LPS corals are also referred to as stony corals, and are members of the order Scleractinia. LPS Corals can be differentiated from other types of corals by their calcium skeleton or base.
LPS corals need like SPS corals too, excellent water conditions, adequate lighting, and space within the reef aquarium. LPS corals are use a mechanism called a nematocyst to deliver a sting to ward off predators, or maintain their space on the reef from other species of competing corals. Some species of LPS have sweeper tentacles that can reach several inches long at night. These tentacles will sting adjacent and neighboring corals causing extensive damage to some species. Avoid contact with LPS corals when cleaning the aquarium. Many aquarists suffer mild allergic reactions to the stinging cells of some corals. Do not handle hard corals by their fleshy polyps, as damage to the coral will usually occur.
Hard corals reproduce both sexually by releasing eggs and sperm into the water, and also asexually by producing buds generated from the parent.
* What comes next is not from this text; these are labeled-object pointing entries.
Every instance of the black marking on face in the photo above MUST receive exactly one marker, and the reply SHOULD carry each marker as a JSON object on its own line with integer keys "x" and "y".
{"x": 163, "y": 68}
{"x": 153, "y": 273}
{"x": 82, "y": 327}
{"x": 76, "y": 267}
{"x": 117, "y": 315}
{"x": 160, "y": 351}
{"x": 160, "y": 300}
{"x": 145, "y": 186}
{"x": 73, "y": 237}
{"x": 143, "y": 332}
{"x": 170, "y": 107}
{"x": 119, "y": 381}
The most common form of reproduction in an aquarium is budding.
Most of the LPS corals obtain nutrients from the symbiotic algae zooxanthellae contained within their bodies. Corals and algae have a special relationship. Coral receives nutrients and oxygen from algae, and the algae receives carbon dioxide and nutrients from the coral. Hard corals benefit from the addition of supplements such as calcium and Strontium to promote growth and maintain the health of the animal.